We Humans Are Incompatible With The Planet

We humans are a virus consuming with abandon

We Humans Are Incompatible With The Planet
Photo by Parsing Eye on Unsplash

I love to write angry essays about how climate change will wreck our world and destroy our life support systems, but there’s a more insidious killer lurking in our human closet. The killer is us and we’re responsible for driving a massive extinction of floral and fauna.

Why? Because we’re over-consuming and we have exceeded our carrying capacity severalfold. We are incompatible with our earth, nature, and the environment. We are viruses that are consuming resources with abandon and not giving a shit because we’re Amazon Prime members.

Carrying capacity

For the longest time, I’ve been wondering just how many of us humans can live on this planet. How many of us are “too many?” This is often referred to as the carrying capacity of the planet. How many humans can the planet sustain without destroying itself in the process?

It would appear that I am not the first person to wonder about this, Thomas Malthus and his population model first looked at how many humans can we reasonably sustain on this earth. More scientists are working hard on this question now.

What’s the answer? Just how many humans can the earth sustain? The answers are all over the map.

© Science.org

If you were to take the mode of the number of observations of reports, I’d say the answer is less than 8 billion.

However, I’d like to hypothesize that these reports look at the carrying capacity of humans only, we’re only in this for ourselves. We’re not looking at how we’re affecting the floral and fauna populations because we see them as resources to be consumed by us. We don’t give a shit about them.

Leaving the sage grouse behind

I was doom scrolling through TikTok the other day and came across a clip from some movie. The new governor of some desert state was wondering why one policy was protecting the endangered sage grouse and another policy was building a solar farm to fight climate change in the area where the sage grouse lives.

Granted, this was a movie or TV show but we all know what happens. In the end, the sage grouse gets fucked so we can keep our Christmas lights on overnight and feel good about fighting climate change because our electricity comes from solar panels.

Thankfully, we’re starting to wake up to the dangers of climate change and we’re building more green infrastructure, but do we really understand the environmental expense? What are we really greenwashing behind the scenes?

It may be that global society can achieve a measure of sustainability in climate terms — but on a planet that has been stripped of creatures like the tortoise and the sage-grouse, shorn of natural agency, reduced to a biological pauper, its last wildernesses occupied for the greater good of the industrial juggernaut. We will be a kind of gleaming metallic Noah’s Ark that carries few animals, only lots of people. — Via The Intercept

We still haven’t gotten to the root of the problem. These are bandaids that are masking the biggest problem facing this world. That problem is us, there are too many of us competing for resources, and we Americans need to take a hard look in the mirror.

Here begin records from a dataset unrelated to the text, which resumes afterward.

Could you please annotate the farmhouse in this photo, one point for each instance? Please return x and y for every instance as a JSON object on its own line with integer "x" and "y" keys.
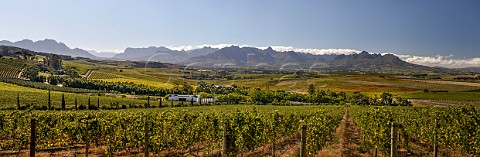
{"x": 188, "y": 98}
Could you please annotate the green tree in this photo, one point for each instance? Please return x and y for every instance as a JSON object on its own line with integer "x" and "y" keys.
{"x": 386, "y": 99}
{"x": 311, "y": 89}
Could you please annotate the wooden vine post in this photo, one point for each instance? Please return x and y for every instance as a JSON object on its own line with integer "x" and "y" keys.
{"x": 435, "y": 145}
{"x": 148, "y": 101}
{"x": 147, "y": 136}
{"x": 49, "y": 101}
{"x": 394, "y": 142}
{"x": 33, "y": 136}
{"x": 76, "y": 102}
{"x": 160, "y": 103}
{"x": 303, "y": 143}
{"x": 86, "y": 140}
{"x": 18, "y": 101}
{"x": 224, "y": 151}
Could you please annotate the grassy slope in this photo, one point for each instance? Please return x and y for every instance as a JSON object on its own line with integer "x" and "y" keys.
{"x": 40, "y": 97}
{"x": 369, "y": 84}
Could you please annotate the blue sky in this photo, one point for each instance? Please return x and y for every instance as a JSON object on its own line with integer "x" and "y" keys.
{"x": 422, "y": 27}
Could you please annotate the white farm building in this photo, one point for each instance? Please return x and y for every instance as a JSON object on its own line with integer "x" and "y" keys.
{"x": 189, "y": 98}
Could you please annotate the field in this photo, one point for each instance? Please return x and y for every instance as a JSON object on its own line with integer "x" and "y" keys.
{"x": 108, "y": 117}
{"x": 39, "y": 97}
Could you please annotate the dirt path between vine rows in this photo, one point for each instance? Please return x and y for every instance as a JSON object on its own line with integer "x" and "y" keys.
{"x": 346, "y": 140}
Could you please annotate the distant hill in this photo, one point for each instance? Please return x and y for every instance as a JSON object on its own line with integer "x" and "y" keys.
{"x": 102, "y": 54}
{"x": 475, "y": 70}
{"x": 49, "y": 46}
{"x": 249, "y": 56}
{"x": 365, "y": 61}
{"x": 161, "y": 54}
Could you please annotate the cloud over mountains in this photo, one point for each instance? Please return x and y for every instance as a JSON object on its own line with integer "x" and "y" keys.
{"x": 441, "y": 61}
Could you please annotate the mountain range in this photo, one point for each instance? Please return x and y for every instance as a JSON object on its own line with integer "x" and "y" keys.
{"x": 49, "y": 46}
{"x": 238, "y": 56}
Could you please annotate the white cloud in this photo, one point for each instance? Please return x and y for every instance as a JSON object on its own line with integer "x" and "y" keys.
{"x": 180, "y": 48}
{"x": 441, "y": 61}
{"x": 314, "y": 51}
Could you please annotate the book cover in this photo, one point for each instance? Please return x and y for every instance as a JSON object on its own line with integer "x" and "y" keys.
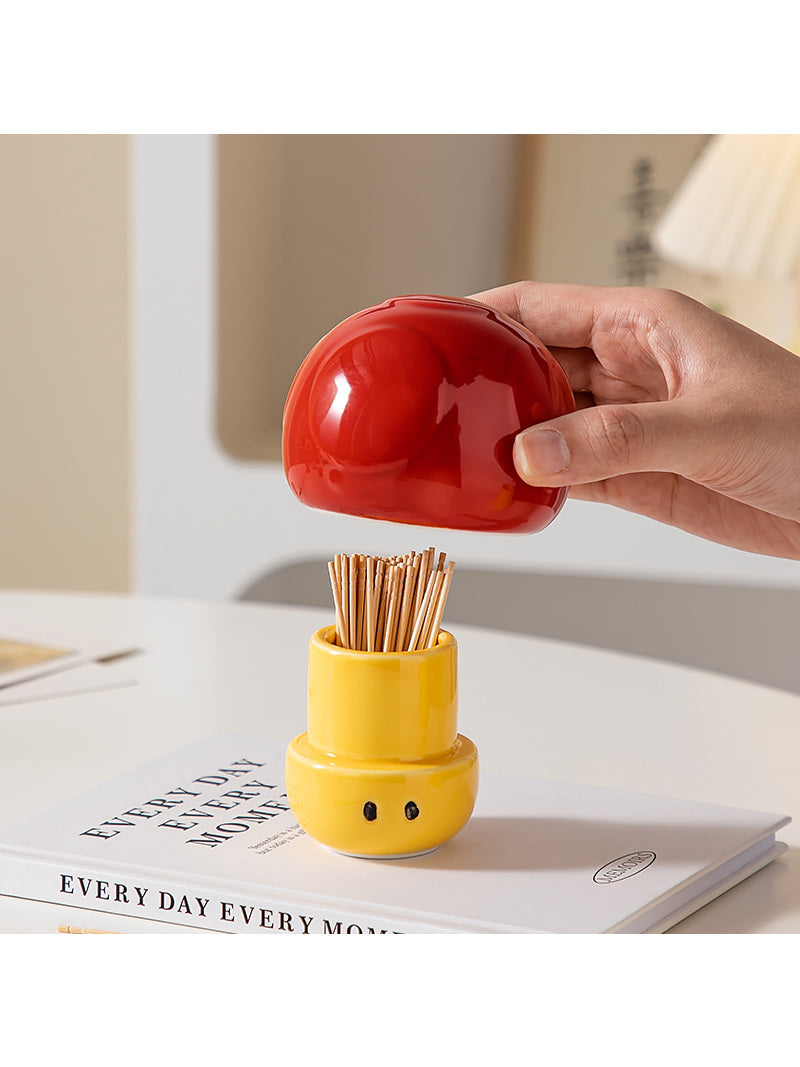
{"x": 204, "y": 837}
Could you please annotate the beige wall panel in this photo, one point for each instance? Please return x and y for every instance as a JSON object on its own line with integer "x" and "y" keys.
{"x": 64, "y": 353}
{"x": 312, "y": 228}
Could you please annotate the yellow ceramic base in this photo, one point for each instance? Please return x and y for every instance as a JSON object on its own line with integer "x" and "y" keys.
{"x": 329, "y": 796}
{"x": 381, "y": 770}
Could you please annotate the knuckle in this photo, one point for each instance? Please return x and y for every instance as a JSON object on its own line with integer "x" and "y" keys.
{"x": 620, "y": 433}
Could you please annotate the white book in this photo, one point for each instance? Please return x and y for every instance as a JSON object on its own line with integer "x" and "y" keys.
{"x": 204, "y": 838}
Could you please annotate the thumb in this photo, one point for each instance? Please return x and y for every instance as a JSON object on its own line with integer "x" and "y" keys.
{"x": 610, "y": 440}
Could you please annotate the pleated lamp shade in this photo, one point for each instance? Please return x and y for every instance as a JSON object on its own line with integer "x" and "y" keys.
{"x": 737, "y": 212}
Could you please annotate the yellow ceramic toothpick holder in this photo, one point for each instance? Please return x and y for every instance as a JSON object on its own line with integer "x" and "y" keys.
{"x": 381, "y": 770}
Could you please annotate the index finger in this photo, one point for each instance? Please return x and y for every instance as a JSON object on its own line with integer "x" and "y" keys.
{"x": 564, "y": 315}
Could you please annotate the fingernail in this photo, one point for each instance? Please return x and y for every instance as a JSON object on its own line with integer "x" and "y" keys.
{"x": 540, "y": 452}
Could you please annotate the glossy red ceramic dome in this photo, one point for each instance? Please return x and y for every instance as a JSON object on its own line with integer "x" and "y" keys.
{"x": 408, "y": 412}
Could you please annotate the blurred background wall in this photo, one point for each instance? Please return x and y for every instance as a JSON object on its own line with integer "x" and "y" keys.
{"x": 159, "y": 292}
{"x": 65, "y": 238}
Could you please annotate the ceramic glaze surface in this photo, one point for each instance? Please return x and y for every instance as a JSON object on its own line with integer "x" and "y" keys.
{"x": 408, "y": 412}
{"x": 381, "y": 770}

An average middle-class American consumes 3.3 times the subsistence level of food and almost 250 times the subsistence level of clean water. So if everyone on Earth lived like a middle class American, then the planet might have a carrying capacity of around 2 billion. — Via Science.org AU

That’s the number folks, 2 billion people. It’s probably less than that but how the hell do we collapse 8 billion people down to 2 billion?

You can’t. That ship has sailed.

We’re incompatible with the earth

The reality is that we are incompatible with our planet. Our permagrowth mindset will cause the extinction of so much wildlife even if we managed to get climate change under control.

We might be able to sidestep our extinction but at what cost? Are we ready for a world devoid of bird songs? A world without fish in the sea? A world without ash trees?

Are we willing to forgo our Amazon Prime and instant gratification to let Short-eared Owls have a chance to thrive? Are we willing to stop sprinkling our lawns and wasting precious water?

What are we willing to sacrifice, to do without, so that life may be able to live again?